Adobe survived a grilling over geographical price differences for its software by pointing to the irrelevance of the debate as software delivery models shift from boxed product to the cloud.
Appearing before the federal IT price inquiry in Canberra, the software maker's A/NZ managing director Paul Robson batted back a series of tough questions on why prices for boxed product varied so greatly between Australia and other countries.
He acknowledged the software in Adobe's boxed and cloud products was "the same, the delivery mechanism is different", but said cloud offered a far lower operating cost base for which buyers could benefit.
"There's a cost associated with traditional boxed product that you simply don't have when you deal with products and technology via the cloud," Robson said.
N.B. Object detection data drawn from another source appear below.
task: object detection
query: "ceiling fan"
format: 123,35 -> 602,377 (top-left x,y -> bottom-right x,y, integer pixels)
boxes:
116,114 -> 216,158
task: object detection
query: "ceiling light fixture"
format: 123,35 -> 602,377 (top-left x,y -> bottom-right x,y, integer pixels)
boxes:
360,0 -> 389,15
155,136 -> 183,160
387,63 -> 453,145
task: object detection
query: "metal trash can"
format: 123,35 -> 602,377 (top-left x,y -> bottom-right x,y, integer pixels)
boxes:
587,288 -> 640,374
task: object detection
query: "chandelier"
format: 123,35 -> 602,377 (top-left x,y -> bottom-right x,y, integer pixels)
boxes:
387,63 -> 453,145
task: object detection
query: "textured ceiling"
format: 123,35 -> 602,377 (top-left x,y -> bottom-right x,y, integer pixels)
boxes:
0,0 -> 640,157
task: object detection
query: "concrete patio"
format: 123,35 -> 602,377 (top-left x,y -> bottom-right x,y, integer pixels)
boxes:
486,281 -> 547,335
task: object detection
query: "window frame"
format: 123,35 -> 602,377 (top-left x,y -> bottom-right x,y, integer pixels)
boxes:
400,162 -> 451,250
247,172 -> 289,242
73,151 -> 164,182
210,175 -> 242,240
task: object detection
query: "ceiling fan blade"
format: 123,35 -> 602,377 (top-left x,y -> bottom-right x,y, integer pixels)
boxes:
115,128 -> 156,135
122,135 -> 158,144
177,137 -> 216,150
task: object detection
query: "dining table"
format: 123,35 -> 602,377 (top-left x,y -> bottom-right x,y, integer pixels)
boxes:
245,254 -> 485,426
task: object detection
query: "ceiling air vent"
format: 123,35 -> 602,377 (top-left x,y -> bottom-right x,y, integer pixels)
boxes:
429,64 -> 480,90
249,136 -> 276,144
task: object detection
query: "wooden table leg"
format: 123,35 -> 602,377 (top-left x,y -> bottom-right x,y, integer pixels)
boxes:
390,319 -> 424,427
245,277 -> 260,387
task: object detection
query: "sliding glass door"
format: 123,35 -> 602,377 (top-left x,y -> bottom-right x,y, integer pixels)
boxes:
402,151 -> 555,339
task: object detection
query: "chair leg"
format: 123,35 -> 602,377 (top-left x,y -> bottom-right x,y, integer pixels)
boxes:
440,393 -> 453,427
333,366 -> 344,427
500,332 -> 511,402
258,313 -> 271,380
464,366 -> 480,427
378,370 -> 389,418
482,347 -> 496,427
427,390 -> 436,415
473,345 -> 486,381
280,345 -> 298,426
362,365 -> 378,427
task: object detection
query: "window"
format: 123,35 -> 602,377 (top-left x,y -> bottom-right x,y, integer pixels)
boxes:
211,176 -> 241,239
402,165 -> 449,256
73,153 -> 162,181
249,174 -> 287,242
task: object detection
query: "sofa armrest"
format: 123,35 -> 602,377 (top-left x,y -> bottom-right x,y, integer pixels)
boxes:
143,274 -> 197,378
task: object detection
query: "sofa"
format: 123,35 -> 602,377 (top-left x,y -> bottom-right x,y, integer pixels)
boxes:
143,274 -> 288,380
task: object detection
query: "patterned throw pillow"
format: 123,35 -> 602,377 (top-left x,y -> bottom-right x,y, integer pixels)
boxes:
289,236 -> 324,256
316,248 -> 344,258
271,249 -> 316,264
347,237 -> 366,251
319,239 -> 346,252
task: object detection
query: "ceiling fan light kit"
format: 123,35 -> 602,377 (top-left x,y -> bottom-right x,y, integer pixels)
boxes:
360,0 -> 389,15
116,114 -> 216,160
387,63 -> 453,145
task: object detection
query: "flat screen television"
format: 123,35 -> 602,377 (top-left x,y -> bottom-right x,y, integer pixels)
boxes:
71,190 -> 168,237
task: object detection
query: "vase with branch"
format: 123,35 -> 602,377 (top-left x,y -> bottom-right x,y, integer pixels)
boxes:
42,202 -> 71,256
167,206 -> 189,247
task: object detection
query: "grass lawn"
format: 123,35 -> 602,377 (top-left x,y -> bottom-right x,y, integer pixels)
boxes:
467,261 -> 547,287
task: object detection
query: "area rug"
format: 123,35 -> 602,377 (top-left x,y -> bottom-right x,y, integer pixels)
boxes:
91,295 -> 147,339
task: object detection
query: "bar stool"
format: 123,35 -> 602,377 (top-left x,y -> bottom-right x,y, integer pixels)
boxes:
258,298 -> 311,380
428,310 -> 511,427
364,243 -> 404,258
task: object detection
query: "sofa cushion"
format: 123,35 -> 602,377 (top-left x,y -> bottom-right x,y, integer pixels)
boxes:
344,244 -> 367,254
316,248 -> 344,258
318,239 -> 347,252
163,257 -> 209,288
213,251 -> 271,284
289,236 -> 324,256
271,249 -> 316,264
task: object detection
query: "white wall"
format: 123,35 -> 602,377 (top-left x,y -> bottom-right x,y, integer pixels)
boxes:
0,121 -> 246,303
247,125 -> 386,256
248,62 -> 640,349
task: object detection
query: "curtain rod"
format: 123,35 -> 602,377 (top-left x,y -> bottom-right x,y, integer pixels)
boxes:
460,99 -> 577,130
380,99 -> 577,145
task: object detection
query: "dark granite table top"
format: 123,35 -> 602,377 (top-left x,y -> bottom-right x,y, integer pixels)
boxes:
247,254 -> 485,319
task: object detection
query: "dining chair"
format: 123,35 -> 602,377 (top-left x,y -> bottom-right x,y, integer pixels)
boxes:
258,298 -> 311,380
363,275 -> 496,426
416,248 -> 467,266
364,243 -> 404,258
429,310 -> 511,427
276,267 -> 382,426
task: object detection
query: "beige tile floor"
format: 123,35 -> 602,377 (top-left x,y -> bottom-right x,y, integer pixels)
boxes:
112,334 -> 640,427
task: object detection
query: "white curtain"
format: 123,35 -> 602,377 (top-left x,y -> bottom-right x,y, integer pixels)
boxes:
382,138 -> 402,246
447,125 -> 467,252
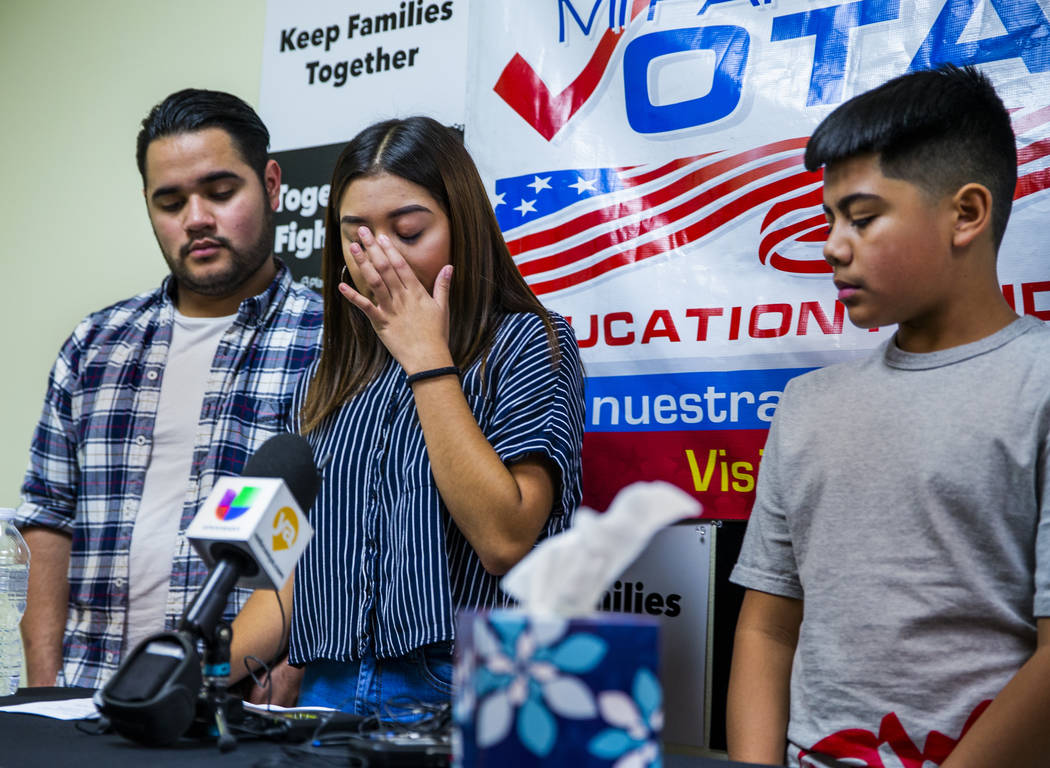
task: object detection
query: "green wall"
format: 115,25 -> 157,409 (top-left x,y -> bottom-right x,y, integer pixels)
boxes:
0,0 -> 266,506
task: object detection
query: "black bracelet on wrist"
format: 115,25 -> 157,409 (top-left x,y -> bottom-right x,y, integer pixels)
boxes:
405,366 -> 459,387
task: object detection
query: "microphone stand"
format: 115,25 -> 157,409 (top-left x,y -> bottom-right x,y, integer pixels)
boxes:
179,557 -> 244,752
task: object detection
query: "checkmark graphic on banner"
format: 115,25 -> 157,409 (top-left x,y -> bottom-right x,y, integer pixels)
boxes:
494,0 -> 649,141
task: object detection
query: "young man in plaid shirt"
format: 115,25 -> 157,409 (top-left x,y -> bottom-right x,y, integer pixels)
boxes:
18,89 -> 321,687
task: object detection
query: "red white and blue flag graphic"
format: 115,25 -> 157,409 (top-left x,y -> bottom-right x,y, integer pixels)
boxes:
466,0 -> 1050,518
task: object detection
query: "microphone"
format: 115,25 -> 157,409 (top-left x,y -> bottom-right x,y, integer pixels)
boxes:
95,434 -> 321,751
180,434 -> 321,637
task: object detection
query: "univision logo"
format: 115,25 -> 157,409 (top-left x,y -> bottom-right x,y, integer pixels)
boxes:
215,485 -> 259,520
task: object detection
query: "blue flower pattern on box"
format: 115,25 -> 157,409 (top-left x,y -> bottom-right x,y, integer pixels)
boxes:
587,667 -> 664,768
453,611 -> 663,768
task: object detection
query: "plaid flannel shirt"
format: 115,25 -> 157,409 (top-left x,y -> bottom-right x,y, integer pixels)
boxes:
16,265 -> 321,687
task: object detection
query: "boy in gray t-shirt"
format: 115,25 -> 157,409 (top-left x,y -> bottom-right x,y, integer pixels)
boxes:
728,66 -> 1050,768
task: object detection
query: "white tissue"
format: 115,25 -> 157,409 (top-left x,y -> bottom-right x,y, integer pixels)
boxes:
501,482 -> 701,617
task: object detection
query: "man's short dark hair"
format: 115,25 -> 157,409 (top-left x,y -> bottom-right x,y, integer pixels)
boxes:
135,88 -> 270,184
805,64 -> 1017,249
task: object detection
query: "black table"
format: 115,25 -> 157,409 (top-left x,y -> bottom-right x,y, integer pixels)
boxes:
0,688 -> 761,768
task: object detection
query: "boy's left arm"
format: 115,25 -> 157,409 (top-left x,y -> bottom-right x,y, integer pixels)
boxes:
942,618 -> 1050,768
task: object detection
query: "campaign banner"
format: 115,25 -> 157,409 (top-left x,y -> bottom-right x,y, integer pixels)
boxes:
466,0 -> 1050,519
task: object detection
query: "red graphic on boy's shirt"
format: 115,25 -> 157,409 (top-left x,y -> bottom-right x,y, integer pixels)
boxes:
798,699 -> 991,768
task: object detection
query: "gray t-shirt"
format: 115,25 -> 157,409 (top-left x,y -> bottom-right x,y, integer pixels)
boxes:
731,317 -> 1050,766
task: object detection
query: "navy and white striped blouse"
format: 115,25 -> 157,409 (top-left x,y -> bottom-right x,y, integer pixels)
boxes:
290,313 -> 584,664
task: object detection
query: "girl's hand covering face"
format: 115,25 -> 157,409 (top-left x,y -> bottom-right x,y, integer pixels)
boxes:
338,172 -> 452,374
339,227 -> 453,374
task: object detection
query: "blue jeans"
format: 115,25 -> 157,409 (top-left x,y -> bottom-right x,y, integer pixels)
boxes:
299,643 -> 453,722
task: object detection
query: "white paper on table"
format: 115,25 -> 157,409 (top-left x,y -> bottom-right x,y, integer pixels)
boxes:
244,702 -> 339,714
0,698 -> 99,720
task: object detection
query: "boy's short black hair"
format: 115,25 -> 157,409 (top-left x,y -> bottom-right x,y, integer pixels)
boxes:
805,64 -> 1017,249
135,88 -> 270,184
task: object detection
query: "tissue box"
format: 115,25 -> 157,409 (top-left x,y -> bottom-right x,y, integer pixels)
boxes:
453,610 -> 664,768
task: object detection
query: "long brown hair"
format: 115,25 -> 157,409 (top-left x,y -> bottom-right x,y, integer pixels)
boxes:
299,117 -> 559,433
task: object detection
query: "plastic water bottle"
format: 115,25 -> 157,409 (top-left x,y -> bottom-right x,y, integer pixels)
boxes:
0,507 -> 29,696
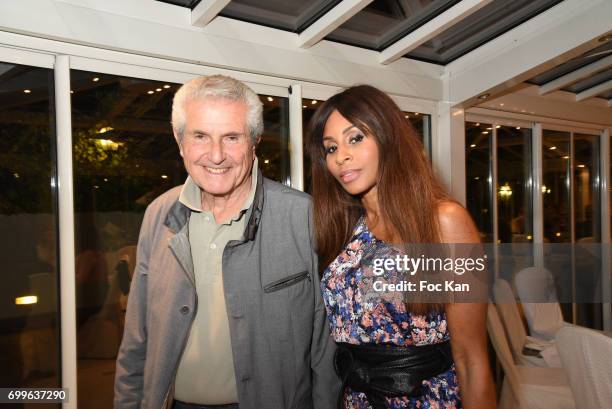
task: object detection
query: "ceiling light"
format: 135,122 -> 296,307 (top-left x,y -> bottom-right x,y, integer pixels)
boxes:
15,295 -> 38,305
597,34 -> 612,43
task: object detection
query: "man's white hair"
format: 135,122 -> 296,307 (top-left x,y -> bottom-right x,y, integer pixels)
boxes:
172,75 -> 263,145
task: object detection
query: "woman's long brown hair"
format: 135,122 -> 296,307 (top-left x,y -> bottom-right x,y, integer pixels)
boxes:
308,85 -> 450,311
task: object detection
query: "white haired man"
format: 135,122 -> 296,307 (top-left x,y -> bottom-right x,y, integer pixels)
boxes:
115,75 -> 340,409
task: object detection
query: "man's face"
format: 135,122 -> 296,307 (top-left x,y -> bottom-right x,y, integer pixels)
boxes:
175,98 -> 255,198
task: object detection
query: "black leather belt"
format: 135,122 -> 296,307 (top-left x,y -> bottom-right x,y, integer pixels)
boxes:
334,341 -> 453,409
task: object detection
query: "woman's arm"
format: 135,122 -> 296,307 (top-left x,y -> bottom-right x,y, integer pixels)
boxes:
438,202 -> 496,409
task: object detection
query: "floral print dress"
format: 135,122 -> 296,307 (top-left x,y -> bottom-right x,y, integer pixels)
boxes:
321,217 -> 461,409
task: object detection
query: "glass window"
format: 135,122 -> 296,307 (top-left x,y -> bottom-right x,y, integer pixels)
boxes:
71,70 -> 289,408
573,133 -> 602,329
404,112 -> 431,160
542,129 -> 572,243
465,122 -> 493,243
406,0 -> 561,65
0,63 -> 60,396
257,95 -> 291,186
302,98 -> 320,193
541,129 -> 573,322
327,0 -> 459,51
219,0 -> 340,33
574,133 -> 601,242
496,125 -> 533,243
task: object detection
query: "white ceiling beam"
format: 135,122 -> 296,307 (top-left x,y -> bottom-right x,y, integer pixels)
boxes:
379,0 -> 492,64
539,55 -> 612,95
298,0 -> 374,48
191,0 -> 230,27
443,0 -> 612,108
576,80 -> 612,102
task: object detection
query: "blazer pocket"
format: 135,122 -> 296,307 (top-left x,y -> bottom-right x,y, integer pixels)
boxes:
264,271 -> 310,293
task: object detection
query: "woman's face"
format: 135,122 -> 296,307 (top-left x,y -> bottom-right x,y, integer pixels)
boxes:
323,111 -> 378,195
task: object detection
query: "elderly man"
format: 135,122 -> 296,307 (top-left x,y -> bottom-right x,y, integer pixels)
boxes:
115,75 -> 339,409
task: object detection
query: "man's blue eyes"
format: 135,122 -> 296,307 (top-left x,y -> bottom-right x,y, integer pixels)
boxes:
324,134 -> 365,155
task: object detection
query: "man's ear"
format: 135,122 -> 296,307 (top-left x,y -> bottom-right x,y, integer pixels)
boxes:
172,131 -> 183,158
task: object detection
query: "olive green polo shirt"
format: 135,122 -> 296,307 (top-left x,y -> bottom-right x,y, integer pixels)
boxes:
174,158 -> 257,405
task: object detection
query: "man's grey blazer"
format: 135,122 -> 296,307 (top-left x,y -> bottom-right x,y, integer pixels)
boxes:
115,167 -> 340,409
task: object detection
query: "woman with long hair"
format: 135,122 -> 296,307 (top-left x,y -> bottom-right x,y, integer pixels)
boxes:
308,85 -> 495,409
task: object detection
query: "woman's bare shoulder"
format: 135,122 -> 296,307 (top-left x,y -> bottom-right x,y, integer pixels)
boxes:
437,200 -> 480,243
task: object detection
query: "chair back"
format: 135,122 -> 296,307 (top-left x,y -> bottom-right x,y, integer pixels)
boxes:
514,267 -> 564,340
493,279 -> 527,362
487,304 -> 526,407
556,326 -> 612,409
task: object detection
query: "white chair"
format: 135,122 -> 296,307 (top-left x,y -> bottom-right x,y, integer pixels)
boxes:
514,267 -> 571,341
493,279 -> 561,367
557,326 -> 612,409
487,304 -> 572,409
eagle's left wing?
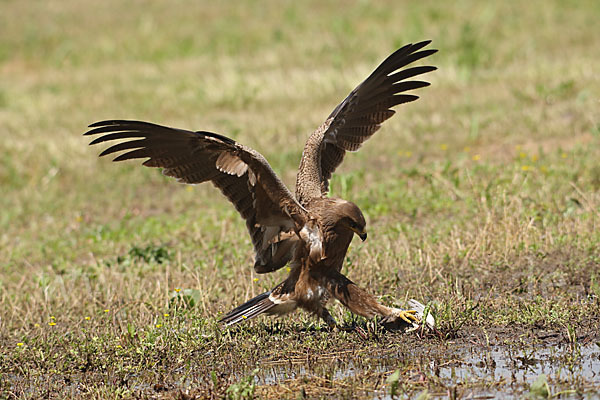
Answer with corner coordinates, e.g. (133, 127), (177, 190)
(85, 120), (312, 273)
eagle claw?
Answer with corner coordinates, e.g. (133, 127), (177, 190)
(381, 309), (421, 330)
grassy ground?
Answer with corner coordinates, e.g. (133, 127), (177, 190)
(0, 0), (600, 399)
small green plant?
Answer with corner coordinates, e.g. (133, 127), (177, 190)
(226, 368), (259, 400)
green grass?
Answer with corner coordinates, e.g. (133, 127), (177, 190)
(0, 0), (600, 398)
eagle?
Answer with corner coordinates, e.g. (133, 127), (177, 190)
(84, 40), (437, 328)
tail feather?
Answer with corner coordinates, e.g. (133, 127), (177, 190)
(219, 291), (275, 326)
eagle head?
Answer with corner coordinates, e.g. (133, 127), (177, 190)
(334, 200), (367, 242)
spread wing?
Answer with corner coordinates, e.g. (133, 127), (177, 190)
(296, 41), (437, 204)
(85, 120), (308, 273)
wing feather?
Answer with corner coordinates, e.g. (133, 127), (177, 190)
(85, 120), (307, 272)
(296, 41), (437, 204)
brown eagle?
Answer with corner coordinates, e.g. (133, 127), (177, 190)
(85, 41), (437, 327)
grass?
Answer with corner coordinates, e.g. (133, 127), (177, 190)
(0, 0), (600, 398)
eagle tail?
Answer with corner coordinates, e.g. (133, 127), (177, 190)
(219, 290), (275, 326)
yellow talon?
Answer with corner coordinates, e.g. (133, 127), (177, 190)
(398, 310), (420, 324)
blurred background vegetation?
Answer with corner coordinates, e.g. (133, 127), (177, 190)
(0, 0), (600, 396)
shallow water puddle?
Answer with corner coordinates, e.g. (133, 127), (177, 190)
(255, 344), (600, 399)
"The cloud doesn't require the [optical] media to be created, the box to be built from cardboard, to be wrapped in plastic, to be put on a pallet, to be put on some form of transportation, to be shipped to the country, to be shipped out to retail partners that employ bricks and mortars and staff and training to sell it onto end customers."
Robson said Adobe's cloud-based offering was, "at raw dollar terms priced [the same] as the United States and other markets."
When quizzed about large price differences in boxed products, he repeatedly fell back on the geographic price equivalence of the cloud service.
He said Adobe customers were increasingly moving to the cloud model, making the debate aorund boxed product pricing irrelevant.
Over 75 percent of Australian customers purchasing from the Adobe website were opting for cloud, Robson said, but he declined to detail how that percentage translate into sales figures.
He also declined to address why the remaining 25 percent of Abobe customers were forced to fork out more than international counterparts.
He did, however, note that Australian customers wishing to get the cheaper US pricing "can choose to go to America and buy it from local American businesses... [or] import it from local American partners."
Jones later labelled Robson as "evasive" in a line of questioning that attempted to establish there was little physical difference between boxed edition types — such as student versus full — that would justify huge differences in price.
Robson was also taken to task by Jones over whether Australians ended up footing a disproportionate share of Adobe's worldwide product development costs, compared to other markets.
"On its face, we're paying more for our contribution to the IP development in Australia than any other country in the world," Jones said.
"I'm now looking at the distribution between countries of how much it costs to develop the product. Are we paying a disproportionate amount in Australia for that investment in IP than we would if we were sitting in the US buying that product?"
"I don't believe so," Robson said.
"Ive gotta say, Mr Robson, that the evidence would tend to suggest otherwise," Jones replied.